Confirm the flagged behavior first by pinging the offending user on Slack (or Teams?) before notifying the security team.

This is very common in consumer identity systems where users are sent a 6-digit code over SMS (ugh) or use an authentication application (better) or security key (best) as a second factor when the browser or device is not trusted.

This pattern can also be reused in security monitoring with a little bit of automation. It applies across many scenarios where a human inside your organization performs a specific action. Bonus points if you can confirm their identity using a second factor (not SMS).
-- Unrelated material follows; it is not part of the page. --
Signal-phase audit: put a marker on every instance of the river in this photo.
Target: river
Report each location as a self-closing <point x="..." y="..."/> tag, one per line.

In-depth rule testing before deployment

Quality is not an act, it is a habit. ― Aristotle

What a relevant quote about security rules. Aristotle was ahead of his time.

You must always test your rules before deploying to production. There are many ways to do it, some of which involve sample data, backtested data, and more. Luckily, I wrote an entire post for you to learn about rule testing! Check it out here.

Refine your rule logic

When we analyze log data, we take the total set of logs and continually reduce it further and further until we’re left with the set of logs that express the behaviors we want to see.

Refine your rule logic by adding conditions such as:

  • Specific event actions
  • Static allow or deny lists (users, machines, IP space, etc.)
  • Examining request/response parameters
  • Filtering the environment/region analyzed (production only)

Along with examining other fields in the log.

Correlate behaviors across time and space

Correlating multiple behaviors together is an effective way to increase confidence and express more complex TTPs.

For example, successive failed logins, followed by one successful login, followed by creating a user. This could reveal persistence.

Correlating involves multiple datasets analyzed historically but can add additional dimensions to your alerts that increase confidence.

External enrichment

Context is king with monitoring.

To understand that Jack is a CEO, and it’s atypical for him to log into Production, you need an enrichment from a dynamic lookup table. These can be achieved by periodically syncing data from an HR system and then enriching your log data. This business-level context can greatly reduce your false positive rate.

Similarly, another form of external enrichment is Threat Intelligence. You should rarely use Threat Intelligence as a primary mechanism for alerting, however. It’s highly false positive-prone because atomic indicators are too dynamic. The best way to use it is in conjunction with other behaviors (user “x” performed action “y”) as a way of increasing confidence. There are exceptions here, obviously, such as previously observed or ongoing indicators in an attack.

Start slow and gradually ramp

As defenders, effective and proactive detection involves pragmatic collection, analysis, and correlation in log data. Start with what matters the most, have a high bar for fidelity, and only augment with discipline to cover your threat model.

There is no foolproof way to “find the breach,” but many tools are at our disposal to increase our confidence and abilities. Practice monitoring in-depth, use the techniques I described above to pare down your alerts, and be extra vigilant about what you ask a human to do!